Moore is famous for the law that bears his name: namely, that the number of transistors that can be squeezed onto a microchip doubles every 2 years. The “law” originated from Moore’s insatiable love of data, his tendency to take copious notes, his reflective, analytical thinking and his affinity for graphs. Moore made this prediction in 1975 and although it is now generally held to have expired, it held true for 30 years, a testament to Moore’s vision for the field. He predicted “portable communications devices” – phones and so forth.
Moore himself seems to have been a staid bit of dullard about everything except work.
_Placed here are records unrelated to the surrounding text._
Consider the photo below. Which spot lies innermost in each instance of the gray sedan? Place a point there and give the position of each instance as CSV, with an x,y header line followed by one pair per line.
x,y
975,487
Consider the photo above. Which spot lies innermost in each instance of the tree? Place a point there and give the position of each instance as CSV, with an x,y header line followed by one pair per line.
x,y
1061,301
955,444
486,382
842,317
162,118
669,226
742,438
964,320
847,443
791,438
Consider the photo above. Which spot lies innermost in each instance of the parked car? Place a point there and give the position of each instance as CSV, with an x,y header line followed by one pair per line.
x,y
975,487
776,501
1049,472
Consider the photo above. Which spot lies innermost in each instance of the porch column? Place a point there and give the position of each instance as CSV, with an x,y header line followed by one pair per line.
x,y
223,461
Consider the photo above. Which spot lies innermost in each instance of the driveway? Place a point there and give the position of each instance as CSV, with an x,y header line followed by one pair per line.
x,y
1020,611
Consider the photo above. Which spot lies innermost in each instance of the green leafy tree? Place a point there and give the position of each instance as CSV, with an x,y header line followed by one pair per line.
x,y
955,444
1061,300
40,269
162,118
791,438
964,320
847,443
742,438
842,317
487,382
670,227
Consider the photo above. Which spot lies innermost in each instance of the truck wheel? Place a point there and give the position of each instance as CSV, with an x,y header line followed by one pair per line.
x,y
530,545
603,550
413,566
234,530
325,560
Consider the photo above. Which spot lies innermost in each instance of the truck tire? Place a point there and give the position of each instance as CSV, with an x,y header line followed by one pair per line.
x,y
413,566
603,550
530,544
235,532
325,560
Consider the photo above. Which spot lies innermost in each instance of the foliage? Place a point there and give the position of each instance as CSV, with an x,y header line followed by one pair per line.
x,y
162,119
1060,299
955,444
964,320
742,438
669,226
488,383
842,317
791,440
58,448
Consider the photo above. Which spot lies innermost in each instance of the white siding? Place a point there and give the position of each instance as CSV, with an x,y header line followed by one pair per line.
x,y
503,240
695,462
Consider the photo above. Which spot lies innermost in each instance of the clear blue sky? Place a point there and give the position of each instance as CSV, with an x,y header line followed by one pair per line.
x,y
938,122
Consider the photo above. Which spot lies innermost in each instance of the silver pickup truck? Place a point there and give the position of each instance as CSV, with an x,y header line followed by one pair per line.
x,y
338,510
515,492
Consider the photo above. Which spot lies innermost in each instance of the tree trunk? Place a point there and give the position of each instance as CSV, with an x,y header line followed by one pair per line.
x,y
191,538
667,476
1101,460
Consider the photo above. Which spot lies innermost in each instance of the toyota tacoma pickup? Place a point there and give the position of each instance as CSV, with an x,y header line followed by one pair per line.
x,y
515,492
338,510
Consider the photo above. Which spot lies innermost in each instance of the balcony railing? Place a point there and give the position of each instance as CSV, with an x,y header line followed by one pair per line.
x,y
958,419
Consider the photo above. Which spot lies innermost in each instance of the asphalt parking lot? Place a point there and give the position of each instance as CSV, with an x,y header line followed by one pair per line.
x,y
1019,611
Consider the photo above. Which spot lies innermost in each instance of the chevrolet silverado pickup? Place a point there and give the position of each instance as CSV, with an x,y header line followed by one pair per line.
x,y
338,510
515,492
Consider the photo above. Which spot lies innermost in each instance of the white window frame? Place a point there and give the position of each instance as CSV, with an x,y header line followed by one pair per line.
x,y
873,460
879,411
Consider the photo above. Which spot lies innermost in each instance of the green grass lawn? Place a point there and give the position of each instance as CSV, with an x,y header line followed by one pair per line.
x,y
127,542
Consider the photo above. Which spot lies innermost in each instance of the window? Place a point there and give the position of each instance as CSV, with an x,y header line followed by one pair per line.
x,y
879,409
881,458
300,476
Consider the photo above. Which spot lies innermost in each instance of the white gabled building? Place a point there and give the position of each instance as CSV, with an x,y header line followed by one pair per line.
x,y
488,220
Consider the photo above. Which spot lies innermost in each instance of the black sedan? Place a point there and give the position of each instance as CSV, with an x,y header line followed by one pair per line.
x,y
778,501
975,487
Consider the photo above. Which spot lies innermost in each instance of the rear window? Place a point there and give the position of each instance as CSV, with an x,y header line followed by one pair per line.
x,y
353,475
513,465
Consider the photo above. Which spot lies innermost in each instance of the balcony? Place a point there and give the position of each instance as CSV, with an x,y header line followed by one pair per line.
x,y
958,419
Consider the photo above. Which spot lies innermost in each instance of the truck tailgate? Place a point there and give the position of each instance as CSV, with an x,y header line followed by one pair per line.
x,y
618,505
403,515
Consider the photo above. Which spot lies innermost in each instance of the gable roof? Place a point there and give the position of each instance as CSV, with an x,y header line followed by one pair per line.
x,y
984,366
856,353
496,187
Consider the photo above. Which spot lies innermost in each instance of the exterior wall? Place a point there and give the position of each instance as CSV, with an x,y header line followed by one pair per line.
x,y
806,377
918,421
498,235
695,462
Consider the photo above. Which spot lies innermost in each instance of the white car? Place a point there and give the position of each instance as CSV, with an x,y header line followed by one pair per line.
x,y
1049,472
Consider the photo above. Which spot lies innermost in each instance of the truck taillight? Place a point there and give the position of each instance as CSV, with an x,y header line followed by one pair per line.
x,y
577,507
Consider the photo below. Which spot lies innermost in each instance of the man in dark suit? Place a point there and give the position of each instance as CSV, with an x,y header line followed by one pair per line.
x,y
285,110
He led a rather exemplary sort of life
Moore couldn’t have been completely boring though: he was one of the “Treacherous Eight” engineers who deserted Shockley Semiconductor to found Fairchild Semiconductor and then Intel, still the world’s premier transistor/microchip corporation. Moore was hand-picked by Shockley himself, the “godfather of the transistor”.
Shockley’s story is an interesting digression in the book: Shockley fled the storied Bell Labs to found Shockley Semiconductor in Mountain View, California In what may be the first Silicon Valley venture capital investment, Shockley secured the funds from Arnold Beckman, whose name is prominent on every other building at Caltech and who had made a fortune in high-precision instrumentation. And why Mountain View? Google did not exist yet. However, Shockley’s mother lived in Palo Alto.
Shockley Semiconductor is a fine example of why academic spinouts are often such a failure. It turns out that brilliant scientists are often rubbish managers with titanic egos.
Shockley got the Nobel Prize, but Moore got Intel and a vast mega-fortune that was rather ill-suited to his modest and humble lifestyle. More and his wife gave billions and billions away.
Moore’s family life reads like a 1950s stereotype and I cannot believe it is the whole truth. Moore’s name, like Beckman’s, is plastered all over Caltech. Moore created the blueprint for modern tech titan philanthropy: he and his wife Betty, who observes wryly throughout the book that her husband and his father never show emotion, gave hundreds of millions to charity.
On that note, I did enjoy the story of how Moore disliked Bill Gates.